It’s been six years since Jesse Pinkman escaped Walter White’s last stand in “Felina,” the final episode of the now-legendary AMC series “Breaking Bad.” And while the story of how he managed to evade the police afterward is largely superfluous, it’s fun to see Pinkman and his drug- and video game-addled pals Skinny Pete and Badger in action once again.
Because ultimately, “El Camino” comes down to fan service. It doesn’t really have anything new to say, and Pinkman’s character arc has already disappeared over the horizon. But if you liked the pacing and storytelling the writer and director Vince Gilligan brought to “Breaking Bad,” then you’ll quickly digest and enjoy “El Camino.”
Coming in at just past the two-hour mark, “El Camino” feels mostly like a long episode of the original show.
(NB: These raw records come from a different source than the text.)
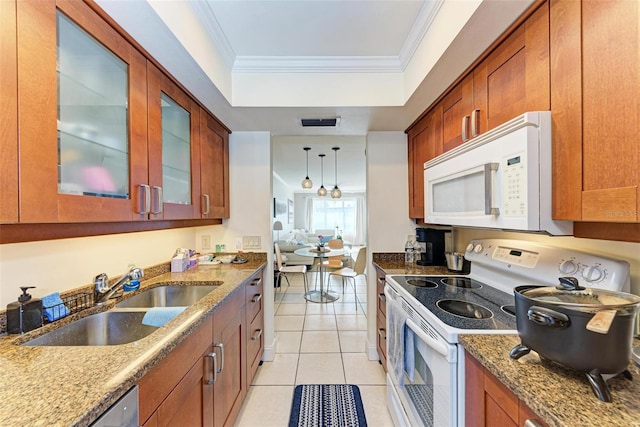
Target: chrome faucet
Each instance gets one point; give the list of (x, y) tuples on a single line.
[(102, 291)]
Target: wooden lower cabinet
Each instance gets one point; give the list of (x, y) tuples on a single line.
[(381, 318), (191, 386), (176, 389), (255, 323), (489, 403), (230, 387)]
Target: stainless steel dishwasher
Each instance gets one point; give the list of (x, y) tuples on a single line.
[(123, 413)]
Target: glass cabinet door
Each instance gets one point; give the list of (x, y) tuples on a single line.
[(173, 149), (83, 117), (93, 138)]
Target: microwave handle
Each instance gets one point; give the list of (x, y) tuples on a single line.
[(490, 171)]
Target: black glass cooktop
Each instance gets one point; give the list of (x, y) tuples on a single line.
[(460, 302)]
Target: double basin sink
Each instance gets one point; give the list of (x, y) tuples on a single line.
[(122, 324)]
It picks up right where “Felina” left off, with Pinkman absconding in the El Camino of his former captor — Todd (Jesse Plemons), once the group’s meth-cooking intern who graduated in short order to sadistic, backstabbing torturer and murderer.
When last we saw him, Todd had been strangled to death by Pinkman, but have no fear, there’s plenty of Todd in “El Camino,” thanks to a number of flashbacks that help guide the action of the film. I won’t go into how exactly he’s involved in the story, but I’ll just say that Plemons does a fine job resurrecting the character, simultaneously looking like an innocent child and a serial killer whose eyes betray not a flicker of remorse.
While the title references Todd’s car that helps Pinkman leave his former life behind, it also captures the theme of the film. Spanish for journey or path, Pinkman’s “el camino” takes plenty of “Breaking Bad”-trademarked twists and turns, with appearances by several old friends.
I actually watched “El Camino” on Saturday, Oct. 12, 2019, the day that the death of actor Robert Forster, 78, was announced. So it was especially poignant that he appears in the film, reprising his one-episode role as the mysterious vacuum cleaner repairman Ed Galbraith, who sidelines as a professional “disappearer,” procuring fake passports, social security numbers and more for anyone who can afford his services.
Lastly, it’s fitting that Pinkman should get his sendoff on Netflix, since the streaming service played such a big role in the success of “Breaking Bad.” As The Washington Post’s Travis DeShong points out, the show was in danger of being canceled for low viewership numbers before it earned mega-hit status after fantastic word of mouth convinced audiences to get caught up on the story through streaming.
Jesse Pinkman was always the heart and soul of “Breaking Bad.” While he was the person who first gave Mr. White the idea to go into the drug business, Pinkman was consistently in over his head when it came to the criminal world. Not because he wasn’t good at it, but because he didn’t enjoy it. Pinkman deserves some peace after all those years of mercilessly paced mayhem. And in “El Camino,” he finally gets a shot at achieving it. Anyone who was a fan of “Breaking Bad” will be rooting for him to achieve it.